Hot Summer Dahlia Health
Knowing how to help plants handle the heat will make us all more adaptable gardeners. If summer heat is causing stress to your dahlias, providing a bit of shade during steamy afternoons can work wonders. If planting in part-shade is unavailable to you, a simple wooden structure with shade cloth can be constructed for summer use.
In more tropical climates, consistently wet conditions make dahlia care challenging, but not impossible. Focus on providing excellent drainage by planting into raised beds or containers. If planting in containers, each tuber should be in a 5- to 7-gallon pot or grow bag.

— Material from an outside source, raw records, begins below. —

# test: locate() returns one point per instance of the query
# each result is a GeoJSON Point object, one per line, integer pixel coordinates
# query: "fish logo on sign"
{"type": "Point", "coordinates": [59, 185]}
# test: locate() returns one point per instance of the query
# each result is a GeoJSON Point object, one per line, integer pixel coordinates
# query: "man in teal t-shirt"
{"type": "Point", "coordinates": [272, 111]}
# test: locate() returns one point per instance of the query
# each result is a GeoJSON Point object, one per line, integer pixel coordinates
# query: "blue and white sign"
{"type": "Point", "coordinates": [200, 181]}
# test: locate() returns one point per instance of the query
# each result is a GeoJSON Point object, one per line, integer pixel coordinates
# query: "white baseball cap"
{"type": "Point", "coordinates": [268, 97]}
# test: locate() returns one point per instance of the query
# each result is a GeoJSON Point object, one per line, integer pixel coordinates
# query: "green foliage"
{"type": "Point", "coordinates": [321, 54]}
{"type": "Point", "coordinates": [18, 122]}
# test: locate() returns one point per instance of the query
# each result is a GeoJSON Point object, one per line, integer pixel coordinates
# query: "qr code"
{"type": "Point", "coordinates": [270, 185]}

During periods of dry heat, spraying dahlia foliage down with water, using your hose's shower or mist setting, can help cool the plants and reduce stress. Some southern gardeners cut foliage back to 12" or so in summer's peak to reduce the plants' workload and allow them to rest before the fall show.
Digging, Dividing and Storing Dahlia Tubers
After the first frost, it's time to protect your tubers from winter's chill. In most places, dahlia tubers must be dug, divided and stored during winter before replanting next spring. For those in warm zones with mild winters, leaving tubers in the ground is an option.

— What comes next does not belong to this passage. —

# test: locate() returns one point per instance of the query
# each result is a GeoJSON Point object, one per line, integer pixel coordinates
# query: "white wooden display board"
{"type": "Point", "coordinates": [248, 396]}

To overwinter dahlias in the ground, cut stems to soil level a few weeks after the frost and cover the whole bed with a thick layer of mulch until spring. Even if tubers are left in the ground routinely, they should be dug every three years for division. While dahlia tubers are pricey initially, their eager multiplication makes them a worthwhile investment. Dahlia cuttings are easy to root — another strategy for maximizing your tuber collection and sharing with flower-loving friends.
How to Harvest Dahlias as Cut Flowers
Harvest dahlia flowers when they are fully open or just before. Check the back of the bloom before cutting; wilted petals at the base indicate the flower is past its prime. Blooms cut at the proper stage offer 5 to 7 days in the vase with clean, cool water.
If you want to enjoy dahlias as cut flowers but aren't growing them yourself, check your farmers market or locally sourcing florist. In late summer and early fall, you are sure to find a prismatic selection. Locate a grower near you through the Association of Specialty Cut Flowers' handy flower-finding site.